Vai, a partir de então, viver-se a euforia. Libertam-se os presos políticos. Deixa de haver censura prévia. Regressam os exilados. Surgem à luz do dia os partidos políticos. Álvaro Cunhal atravessa a cortina de ferro e chega de avião ao aeroporto da Portela. Soares vem de Paris, de comboio, e desembarca na estação de Santa Apolónia. Cunhal emociona-se na frieza de ter que cumprir o papel de Lenine. Soares, sem papel, é demagogo, fala em democracia, mas logo clama pela necessidade do fim da guerra. Os portugueses acordam estremunhados de um sono forçado que teria quase meio século de censuras, proibições e repressões. Embriagam-se colectivamente com liberdade de expressão, liberdade de reunião, liberdade de associação. Com liberdade e libertinagem. Há comícios, manifestações de apoio e de repúdio, bem como mesas redondas que debatem o que até então haviam sido os livros proibidos, os filmes proibidos, as palavras proibidas. Todos correm à procura de um tempo que julgam perdido, sonhando viver em poucos dias o que outros povos polidos e civilizados haviam levado décadas a germinar e a consolidar.
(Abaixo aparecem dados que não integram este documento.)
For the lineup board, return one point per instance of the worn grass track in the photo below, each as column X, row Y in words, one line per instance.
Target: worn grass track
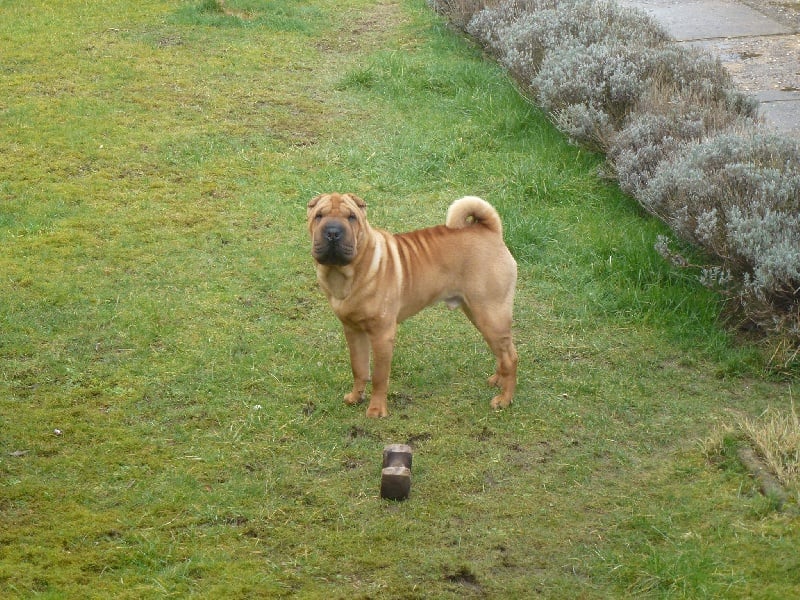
column 171, row 379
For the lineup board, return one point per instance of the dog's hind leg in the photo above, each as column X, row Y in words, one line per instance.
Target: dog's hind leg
column 494, row 324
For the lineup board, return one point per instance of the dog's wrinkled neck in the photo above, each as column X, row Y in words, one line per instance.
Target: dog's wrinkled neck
column 336, row 281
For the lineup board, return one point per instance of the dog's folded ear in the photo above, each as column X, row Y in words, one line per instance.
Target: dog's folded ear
column 359, row 202
column 313, row 202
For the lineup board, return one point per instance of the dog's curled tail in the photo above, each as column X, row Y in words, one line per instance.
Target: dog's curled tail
column 471, row 210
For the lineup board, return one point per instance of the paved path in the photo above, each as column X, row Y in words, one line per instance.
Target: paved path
column 761, row 53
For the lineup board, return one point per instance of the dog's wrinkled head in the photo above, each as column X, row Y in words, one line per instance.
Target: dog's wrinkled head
column 337, row 223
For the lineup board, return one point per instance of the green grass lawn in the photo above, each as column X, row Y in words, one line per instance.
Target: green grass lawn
column 171, row 421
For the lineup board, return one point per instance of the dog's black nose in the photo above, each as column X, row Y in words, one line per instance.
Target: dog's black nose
column 333, row 232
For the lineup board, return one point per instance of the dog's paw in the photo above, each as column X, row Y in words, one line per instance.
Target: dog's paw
column 377, row 412
column 354, row 398
column 499, row 402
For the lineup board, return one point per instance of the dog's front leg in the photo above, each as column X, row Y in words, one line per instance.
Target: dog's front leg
column 382, row 350
column 358, row 343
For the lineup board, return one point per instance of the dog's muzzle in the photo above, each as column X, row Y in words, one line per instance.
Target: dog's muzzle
column 331, row 245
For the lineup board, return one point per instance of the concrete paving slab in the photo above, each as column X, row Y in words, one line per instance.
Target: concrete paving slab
column 688, row 20
column 762, row 54
column 782, row 116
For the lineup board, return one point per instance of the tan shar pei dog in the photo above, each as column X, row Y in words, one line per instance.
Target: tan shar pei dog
column 374, row 280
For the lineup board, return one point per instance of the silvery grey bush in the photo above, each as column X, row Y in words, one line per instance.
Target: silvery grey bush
column 681, row 138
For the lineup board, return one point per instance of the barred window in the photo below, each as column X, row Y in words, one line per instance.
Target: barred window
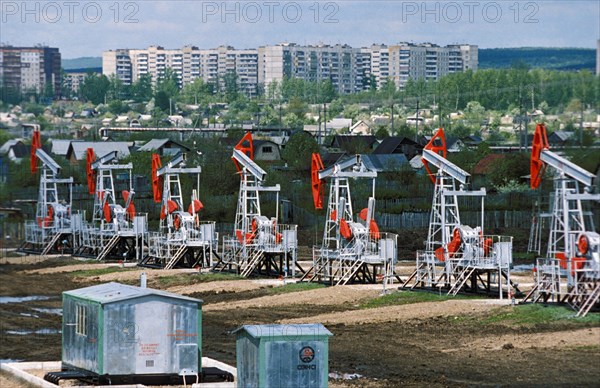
column 81, row 320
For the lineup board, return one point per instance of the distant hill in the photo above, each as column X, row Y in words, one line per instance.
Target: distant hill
column 82, row 63
column 539, row 57
column 497, row 58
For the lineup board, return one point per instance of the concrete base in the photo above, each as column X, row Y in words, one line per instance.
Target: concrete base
column 21, row 370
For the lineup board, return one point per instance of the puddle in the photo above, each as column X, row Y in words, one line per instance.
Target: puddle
column 56, row 311
column 522, row 267
column 28, row 332
column 21, row 299
column 29, row 315
column 344, row 376
column 8, row 360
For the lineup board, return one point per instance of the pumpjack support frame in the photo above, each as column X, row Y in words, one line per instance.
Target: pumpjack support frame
column 259, row 245
column 570, row 271
column 51, row 230
column 457, row 257
column 352, row 250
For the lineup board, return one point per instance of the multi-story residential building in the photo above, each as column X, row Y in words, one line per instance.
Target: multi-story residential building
column 188, row 63
column 340, row 64
column 30, row 69
column 379, row 63
column 349, row 69
column 598, row 57
column 428, row 61
column 73, row 80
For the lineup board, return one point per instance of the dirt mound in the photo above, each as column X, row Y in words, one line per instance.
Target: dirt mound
column 217, row 287
column 69, row 268
column 402, row 313
column 323, row 296
column 559, row 339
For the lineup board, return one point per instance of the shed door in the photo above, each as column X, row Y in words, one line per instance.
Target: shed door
column 152, row 351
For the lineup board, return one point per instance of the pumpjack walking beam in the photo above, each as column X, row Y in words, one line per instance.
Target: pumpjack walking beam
column 183, row 240
column 116, row 231
column 570, row 270
column 51, row 231
column 259, row 244
column 351, row 250
column 457, row 256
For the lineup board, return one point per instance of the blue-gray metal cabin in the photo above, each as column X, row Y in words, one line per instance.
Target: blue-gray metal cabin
column 280, row 356
column 116, row 329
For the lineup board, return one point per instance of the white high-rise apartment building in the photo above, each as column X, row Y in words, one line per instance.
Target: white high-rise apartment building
column 340, row 64
column 188, row 63
column 349, row 69
column 30, row 69
column 428, row 61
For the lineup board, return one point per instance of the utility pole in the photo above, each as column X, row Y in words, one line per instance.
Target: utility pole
column 319, row 130
column 521, row 141
column 581, row 127
column 392, row 120
column 417, row 123
column 324, row 119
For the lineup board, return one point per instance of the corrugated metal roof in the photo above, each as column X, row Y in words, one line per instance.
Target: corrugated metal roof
column 295, row 330
column 156, row 144
column 61, row 146
column 10, row 143
column 153, row 144
column 384, row 162
column 100, row 148
column 115, row 292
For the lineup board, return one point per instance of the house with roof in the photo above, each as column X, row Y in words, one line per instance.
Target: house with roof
column 18, row 151
column 383, row 163
column 485, row 166
column 78, row 149
column 339, row 123
column 353, row 144
column 9, row 119
column 316, row 130
column 360, row 128
column 59, row 147
column 472, row 140
column 164, row 147
column 560, row 138
column 266, row 150
column 453, row 144
column 6, row 146
column 399, row 145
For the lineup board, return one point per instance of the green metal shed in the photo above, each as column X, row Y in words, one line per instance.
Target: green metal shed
column 280, row 356
column 115, row 329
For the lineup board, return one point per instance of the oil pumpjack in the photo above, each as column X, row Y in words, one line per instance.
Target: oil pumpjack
column 570, row 272
column 51, row 231
column 458, row 257
column 352, row 250
column 260, row 244
column 116, row 232
column 183, row 240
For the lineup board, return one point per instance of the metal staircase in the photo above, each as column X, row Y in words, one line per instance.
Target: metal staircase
column 587, row 304
column 350, row 272
column 176, row 257
column 108, row 247
column 461, row 279
column 50, row 244
column 249, row 266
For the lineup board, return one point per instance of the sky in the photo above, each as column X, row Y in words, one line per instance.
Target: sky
column 86, row 28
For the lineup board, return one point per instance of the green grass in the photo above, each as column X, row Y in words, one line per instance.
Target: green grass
column 408, row 297
column 535, row 314
column 294, row 287
column 99, row 271
column 187, row 279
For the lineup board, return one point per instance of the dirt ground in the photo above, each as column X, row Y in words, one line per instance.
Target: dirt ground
column 439, row 343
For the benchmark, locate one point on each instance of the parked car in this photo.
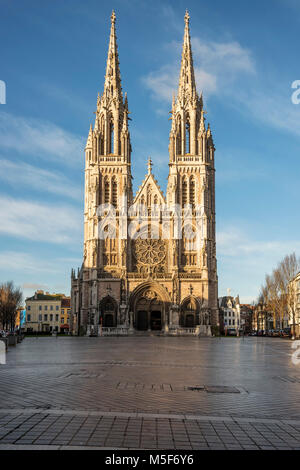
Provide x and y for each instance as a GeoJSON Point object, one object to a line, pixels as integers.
{"type": "Point", "coordinates": [231, 332]}
{"type": "Point", "coordinates": [285, 333]}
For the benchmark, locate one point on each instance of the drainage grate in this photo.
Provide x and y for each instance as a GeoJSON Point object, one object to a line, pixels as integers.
{"type": "Point", "coordinates": [197, 388]}
{"type": "Point", "coordinates": [288, 379]}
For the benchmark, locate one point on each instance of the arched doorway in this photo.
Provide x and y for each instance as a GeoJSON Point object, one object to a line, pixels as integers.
{"type": "Point", "coordinates": [108, 312]}
{"type": "Point", "coordinates": [189, 312]}
{"type": "Point", "coordinates": [150, 305]}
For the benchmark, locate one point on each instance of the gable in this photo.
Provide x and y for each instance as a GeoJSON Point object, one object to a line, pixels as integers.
{"type": "Point", "coordinates": [149, 192]}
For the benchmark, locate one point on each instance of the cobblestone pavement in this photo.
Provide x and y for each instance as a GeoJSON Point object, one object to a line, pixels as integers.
{"type": "Point", "coordinates": [150, 392]}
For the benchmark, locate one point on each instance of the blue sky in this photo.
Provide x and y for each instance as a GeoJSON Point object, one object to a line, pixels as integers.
{"type": "Point", "coordinates": [53, 57]}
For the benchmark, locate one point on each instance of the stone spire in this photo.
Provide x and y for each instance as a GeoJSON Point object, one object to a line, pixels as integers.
{"type": "Point", "coordinates": [187, 85]}
{"type": "Point", "coordinates": [89, 142]}
{"type": "Point", "coordinates": [112, 84]}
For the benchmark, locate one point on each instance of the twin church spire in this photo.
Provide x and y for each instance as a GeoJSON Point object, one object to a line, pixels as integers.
{"type": "Point", "coordinates": [111, 137]}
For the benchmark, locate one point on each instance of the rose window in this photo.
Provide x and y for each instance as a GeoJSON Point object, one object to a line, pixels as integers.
{"type": "Point", "coordinates": [148, 251]}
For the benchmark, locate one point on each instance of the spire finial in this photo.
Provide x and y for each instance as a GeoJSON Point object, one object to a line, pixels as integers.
{"type": "Point", "coordinates": [186, 17]}
{"type": "Point", "coordinates": [149, 165]}
{"type": "Point", "coordinates": [113, 17]}
{"type": "Point", "coordinates": [187, 85]}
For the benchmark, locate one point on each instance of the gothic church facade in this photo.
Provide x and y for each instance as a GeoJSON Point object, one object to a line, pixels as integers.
{"type": "Point", "coordinates": [142, 269]}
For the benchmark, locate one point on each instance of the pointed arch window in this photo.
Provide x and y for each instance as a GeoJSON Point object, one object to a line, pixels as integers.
{"type": "Point", "coordinates": [106, 191]}
{"type": "Point", "coordinates": [192, 191]}
{"type": "Point", "coordinates": [187, 136]}
{"type": "Point", "coordinates": [111, 136]}
{"type": "Point", "coordinates": [178, 136]}
{"type": "Point", "coordinates": [114, 192]}
{"type": "Point", "coordinates": [184, 192]}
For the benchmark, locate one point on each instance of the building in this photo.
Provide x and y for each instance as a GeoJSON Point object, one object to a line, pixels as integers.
{"type": "Point", "coordinates": [43, 312]}
{"type": "Point", "coordinates": [20, 318]}
{"type": "Point", "coordinates": [229, 311]}
{"type": "Point", "coordinates": [246, 317]}
{"type": "Point", "coordinates": [149, 260]}
{"type": "Point", "coordinates": [294, 306]}
{"type": "Point", "coordinates": [65, 314]}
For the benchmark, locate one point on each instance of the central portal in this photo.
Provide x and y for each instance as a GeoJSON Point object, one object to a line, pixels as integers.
{"type": "Point", "coordinates": [149, 304]}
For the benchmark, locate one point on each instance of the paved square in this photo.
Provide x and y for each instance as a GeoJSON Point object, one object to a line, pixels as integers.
{"type": "Point", "coordinates": [150, 392]}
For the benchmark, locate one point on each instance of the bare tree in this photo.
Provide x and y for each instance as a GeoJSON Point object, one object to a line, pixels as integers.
{"type": "Point", "coordinates": [279, 293]}
{"type": "Point", "coordinates": [10, 300]}
{"type": "Point", "coordinates": [289, 268]}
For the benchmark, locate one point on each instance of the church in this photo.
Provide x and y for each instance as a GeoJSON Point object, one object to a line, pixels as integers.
{"type": "Point", "coordinates": [149, 259]}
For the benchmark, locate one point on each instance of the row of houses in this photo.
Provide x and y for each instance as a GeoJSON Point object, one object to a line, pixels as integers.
{"type": "Point", "coordinates": [47, 313]}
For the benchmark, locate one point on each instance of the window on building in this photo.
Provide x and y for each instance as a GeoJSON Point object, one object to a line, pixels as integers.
{"type": "Point", "coordinates": [187, 137]}
{"type": "Point", "coordinates": [178, 136]}
{"type": "Point", "coordinates": [111, 139]}
{"type": "Point", "coordinates": [106, 191]}
{"type": "Point", "coordinates": [114, 193]}
{"type": "Point", "coordinates": [192, 191]}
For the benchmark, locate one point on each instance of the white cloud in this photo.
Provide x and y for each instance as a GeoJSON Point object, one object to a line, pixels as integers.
{"type": "Point", "coordinates": [21, 174]}
{"type": "Point", "coordinates": [216, 65]}
{"type": "Point", "coordinates": [41, 222]}
{"type": "Point", "coordinates": [18, 261]}
{"type": "Point", "coordinates": [271, 108]}
{"type": "Point", "coordinates": [40, 138]}
{"type": "Point", "coordinates": [234, 243]}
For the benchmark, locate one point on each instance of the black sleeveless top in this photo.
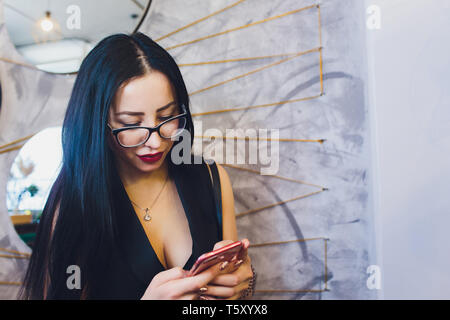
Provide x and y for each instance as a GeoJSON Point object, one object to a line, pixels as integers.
{"type": "Point", "coordinates": [133, 262]}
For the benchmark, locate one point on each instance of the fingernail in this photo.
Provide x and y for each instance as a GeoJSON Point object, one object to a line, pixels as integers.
{"type": "Point", "coordinates": [223, 265]}
{"type": "Point", "coordinates": [238, 263]}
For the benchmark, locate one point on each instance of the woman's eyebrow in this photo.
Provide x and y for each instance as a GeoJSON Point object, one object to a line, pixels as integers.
{"type": "Point", "coordinates": [131, 113]}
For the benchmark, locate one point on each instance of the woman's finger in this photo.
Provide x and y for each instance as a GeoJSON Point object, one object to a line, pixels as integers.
{"type": "Point", "coordinates": [243, 253]}
{"type": "Point", "coordinates": [224, 291]}
{"type": "Point", "coordinates": [168, 275]}
{"type": "Point", "coordinates": [222, 243]}
{"type": "Point", "coordinates": [194, 283]}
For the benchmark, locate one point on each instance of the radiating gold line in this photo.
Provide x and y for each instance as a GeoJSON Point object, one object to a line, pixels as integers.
{"type": "Point", "coordinates": [287, 241]}
{"type": "Point", "coordinates": [241, 27]}
{"type": "Point", "coordinates": [10, 283]}
{"type": "Point", "coordinates": [255, 71]}
{"type": "Point", "coordinates": [235, 60]}
{"type": "Point", "coordinates": [11, 149]}
{"type": "Point", "coordinates": [273, 176]}
{"type": "Point", "coordinates": [277, 203]}
{"type": "Point", "coordinates": [291, 241]}
{"type": "Point", "coordinates": [254, 107]}
{"type": "Point", "coordinates": [259, 139]}
{"type": "Point", "coordinates": [16, 141]}
{"type": "Point", "coordinates": [200, 20]}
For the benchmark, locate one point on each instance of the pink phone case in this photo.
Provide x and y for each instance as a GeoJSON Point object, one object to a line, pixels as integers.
{"type": "Point", "coordinates": [209, 259]}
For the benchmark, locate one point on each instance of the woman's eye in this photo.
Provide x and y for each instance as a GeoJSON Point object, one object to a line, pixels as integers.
{"type": "Point", "coordinates": [165, 118]}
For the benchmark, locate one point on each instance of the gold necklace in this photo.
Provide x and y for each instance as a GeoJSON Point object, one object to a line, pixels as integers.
{"type": "Point", "coordinates": [147, 216]}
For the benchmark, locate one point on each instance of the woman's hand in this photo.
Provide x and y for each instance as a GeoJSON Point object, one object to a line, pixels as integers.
{"type": "Point", "coordinates": [174, 284]}
{"type": "Point", "coordinates": [235, 277]}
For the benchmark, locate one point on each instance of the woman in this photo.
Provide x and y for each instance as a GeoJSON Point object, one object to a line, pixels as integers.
{"type": "Point", "coordinates": [121, 210]}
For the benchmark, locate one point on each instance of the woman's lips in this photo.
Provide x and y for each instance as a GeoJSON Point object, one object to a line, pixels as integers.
{"type": "Point", "coordinates": [150, 158]}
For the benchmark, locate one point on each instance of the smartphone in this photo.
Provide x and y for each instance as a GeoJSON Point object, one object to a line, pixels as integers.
{"type": "Point", "coordinates": [209, 259]}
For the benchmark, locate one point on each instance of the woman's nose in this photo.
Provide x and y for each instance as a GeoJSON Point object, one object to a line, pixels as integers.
{"type": "Point", "coordinates": [154, 141]}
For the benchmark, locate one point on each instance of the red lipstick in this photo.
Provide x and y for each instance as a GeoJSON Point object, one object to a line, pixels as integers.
{"type": "Point", "coordinates": [151, 158]}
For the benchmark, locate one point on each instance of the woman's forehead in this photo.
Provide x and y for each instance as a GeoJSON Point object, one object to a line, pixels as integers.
{"type": "Point", "coordinates": [145, 94]}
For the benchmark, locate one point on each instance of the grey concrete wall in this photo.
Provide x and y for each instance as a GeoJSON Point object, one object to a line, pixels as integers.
{"type": "Point", "coordinates": [33, 100]}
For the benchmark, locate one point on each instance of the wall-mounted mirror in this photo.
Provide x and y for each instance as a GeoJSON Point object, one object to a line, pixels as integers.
{"type": "Point", "coordinates": [55, 35]}
{"type": "Point", "coordinates": [30, 179]}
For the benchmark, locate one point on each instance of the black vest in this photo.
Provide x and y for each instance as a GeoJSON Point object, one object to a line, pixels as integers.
{"type": "Point", "coordinates": [133, 262]}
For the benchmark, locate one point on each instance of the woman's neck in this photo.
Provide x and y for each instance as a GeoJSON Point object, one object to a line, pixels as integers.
{"type": "Point", "coordinates": [135, 179]}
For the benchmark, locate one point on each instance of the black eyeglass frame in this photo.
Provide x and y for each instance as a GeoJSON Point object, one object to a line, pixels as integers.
{"type": "Point", "coordinates": [115, 132]}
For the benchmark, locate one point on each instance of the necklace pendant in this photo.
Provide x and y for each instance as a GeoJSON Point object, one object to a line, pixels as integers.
{"type": "Point", "coordinates": [147, 216]}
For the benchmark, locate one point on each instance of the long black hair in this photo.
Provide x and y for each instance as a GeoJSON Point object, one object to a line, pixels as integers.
{"type": "Point", "coordinates": [86, 226]}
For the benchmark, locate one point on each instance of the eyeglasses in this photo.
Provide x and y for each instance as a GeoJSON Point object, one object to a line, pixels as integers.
{"type": "Point", "coordinates": [134, 136]}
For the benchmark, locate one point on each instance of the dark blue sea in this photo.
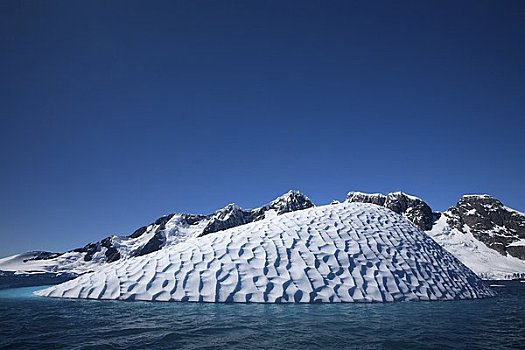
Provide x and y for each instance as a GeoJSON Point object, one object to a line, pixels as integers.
{"type": "Point", "coordinates": [29, 322]}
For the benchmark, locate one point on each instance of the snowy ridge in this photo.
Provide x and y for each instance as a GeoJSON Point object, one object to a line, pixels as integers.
{"type": "Point", "coordinates": [487, 263]}
{"type": "Point", "coordinates": [165, 231]}
{"type": "Point", "coordinates": [349, 252]}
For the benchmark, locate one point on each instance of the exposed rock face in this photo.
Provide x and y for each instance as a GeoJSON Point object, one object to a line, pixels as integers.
{"type": "Point", "coordinates": [233, 216]}
{"type": "Point", "coordinates": [490, 222]}
{"type": "Point", "coordinates": [44, 256]}
{"type": "Point", "coordinates": [348, 252]}
{"type": "Point", "coordinates": [413, 208]}
{"type": "Point", "coordinates": [223, 219]}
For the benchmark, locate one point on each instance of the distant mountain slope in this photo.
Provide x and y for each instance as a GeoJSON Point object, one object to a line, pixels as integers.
{"type": "Point", "coordinates": [167, 230]}
{"type": "Point", "coordinates": [479, 230]}
{"type": "Point", "coordinates": [349, 252]}
{"type": "Point", "coordinates": [484, 234]}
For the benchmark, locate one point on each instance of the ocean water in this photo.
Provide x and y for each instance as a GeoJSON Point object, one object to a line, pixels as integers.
{"type": "Point", "coordinates": [29, 322]}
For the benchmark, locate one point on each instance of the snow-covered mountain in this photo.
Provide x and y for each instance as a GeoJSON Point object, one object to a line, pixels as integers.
{"type": "Point", "coordinates": [348, 252]}
{"type": "Point", "coordinates": [484, 234]}
{"type": "Point", "coordinates": [479, 230]}
{"type": "Point", "coordinates": [166, 230]}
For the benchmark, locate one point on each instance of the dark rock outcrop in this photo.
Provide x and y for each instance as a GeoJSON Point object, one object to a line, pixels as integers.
{"type": "Point", "coordinates": [43, 256]}
{"type": "Point", "coordinates": [415, 210]}
{"type": "Point", "coordinates": [490, 222]}
{"type": "Point", "coordinates": [233, 216]}
{"type": "Point", "coordinates": [154, 244]}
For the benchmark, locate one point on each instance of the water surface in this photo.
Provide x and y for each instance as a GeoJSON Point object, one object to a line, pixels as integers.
{"type": "Point", "coordinates": [29, 322]}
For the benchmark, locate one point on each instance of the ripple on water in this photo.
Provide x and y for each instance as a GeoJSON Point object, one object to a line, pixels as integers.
{"type": "Point", "coordinates": [40, 323]}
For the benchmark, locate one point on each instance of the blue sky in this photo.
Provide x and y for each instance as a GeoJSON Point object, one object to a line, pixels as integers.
{"type": "Point", "coordinates": [116, 112]}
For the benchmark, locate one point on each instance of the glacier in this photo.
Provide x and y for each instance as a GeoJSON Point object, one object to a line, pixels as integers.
{"type": "Point", "coordinates": [346, 252]}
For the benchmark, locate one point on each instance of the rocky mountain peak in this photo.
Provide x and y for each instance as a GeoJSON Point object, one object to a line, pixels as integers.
{"type": "Point", "coordinates": [415, 209]}
{"type": "Point", "coordinates": [490, 222]}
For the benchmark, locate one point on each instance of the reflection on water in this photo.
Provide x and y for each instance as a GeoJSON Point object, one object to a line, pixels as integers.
{"type": "Point", "coordinates": [28, 322]}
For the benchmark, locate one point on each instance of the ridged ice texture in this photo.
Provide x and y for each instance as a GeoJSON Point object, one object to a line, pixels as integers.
{"type": "Point", "coordinates": [349, 252]}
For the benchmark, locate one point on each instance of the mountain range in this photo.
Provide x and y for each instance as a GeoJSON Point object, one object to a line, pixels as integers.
{"type": "Point", "coordinates": [484, 234]}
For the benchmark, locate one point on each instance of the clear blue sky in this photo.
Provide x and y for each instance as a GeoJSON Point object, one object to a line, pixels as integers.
{"type": "Point", "coordinates": [115, 112]}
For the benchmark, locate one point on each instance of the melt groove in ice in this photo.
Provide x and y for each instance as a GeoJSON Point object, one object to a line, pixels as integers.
{"type": "Point", "coordinates": [348, 252]}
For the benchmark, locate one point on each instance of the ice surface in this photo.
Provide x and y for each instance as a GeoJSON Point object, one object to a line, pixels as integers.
{"type": "Point", "coordinates": [348, 252]}
{"type": "Point", "coordinates": [487, 263]}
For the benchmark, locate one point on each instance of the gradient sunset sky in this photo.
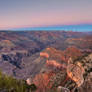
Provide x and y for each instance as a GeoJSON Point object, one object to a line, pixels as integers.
{"type": "Point", "coordinates": [41, 13]}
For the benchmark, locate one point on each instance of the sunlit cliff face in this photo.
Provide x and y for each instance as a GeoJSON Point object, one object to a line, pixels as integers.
{"type": "Point", "coordinates": [54, 58]}
{"type": "Point", "coordinates": [75, 72]}
{"type": "Point", "coordinates": [55, 64]}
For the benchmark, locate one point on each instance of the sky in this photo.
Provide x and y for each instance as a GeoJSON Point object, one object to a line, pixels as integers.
{"type": "Point", "coordinates": [18, 14]}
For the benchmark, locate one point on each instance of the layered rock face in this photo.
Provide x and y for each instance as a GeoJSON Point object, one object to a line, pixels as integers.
{"type": "Point", "coordinates": [70, 75]}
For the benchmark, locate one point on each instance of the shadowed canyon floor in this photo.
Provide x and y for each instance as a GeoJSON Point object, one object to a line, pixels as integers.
{"type": "Point", "coordinates": [48, 59]}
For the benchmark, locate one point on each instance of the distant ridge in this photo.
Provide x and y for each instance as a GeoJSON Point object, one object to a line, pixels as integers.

São castelos de palavras recortadas dos manuais de um pensamento petrificado, teorias, “slogans”, fraseologias, palavras cheias de letras amontoadas à toa, discursos, palavras cruzadas, num qualquer xadrez sem regras. De madrugada chegara o sonho há tanto esperado, a hora da liberdade, o país da emoção, finalmente recuperado. Abril ressoa a nevoeiro feito aurora, é a revolução de um Portugal mais inteiro, com justiça, com primavera, com nação de corpo vivo. E para muitos, até Spínola se assume como o condestável da lusitana antiga liberdade, ao sinal do antes quebrar que torcer, nesse dia que parece de ressurreição, onde soldados nos dão crenças, horas de sonho, com liberdade e com pão. Quebrando as algemas da tirania, parece que regressa o Portugal marinheiros, dos heróis do mar, do nobre povo, da nação valente e imortal, gritando às armas, às armas da libertação, sobre o silêncio das praias desertas com direito a azuis infinitos. Quase parece que voltam o Quinto Império, as baladas de Bandarra, a Mensagem de Pessoa, as profecias de Vieira, a luz vencendo a bruma, com Camões regressando, numa mão a espada, na outra, a pena. Porque ainda ontem era o triste dedilhar das guitarras, quartos escuros em mansardas e as janelas saudosas sobre os telhados de uma cidade morta, a lua escondida, por trás das chaminés, restos de chuva nas ruas e alguém escondido, à luz dos candeeiros, enchendo folhas brancas de palavras negras, palavras que só ele um dia poderia ler. Agora, a rádio vai trazendo novas de liberdade, diz que os tiranos foram libertados e canta liberdade em hino nacional, tudo parecendo voltar a ser o Portugal-missão. O desencanto seguirá dentro de semanas.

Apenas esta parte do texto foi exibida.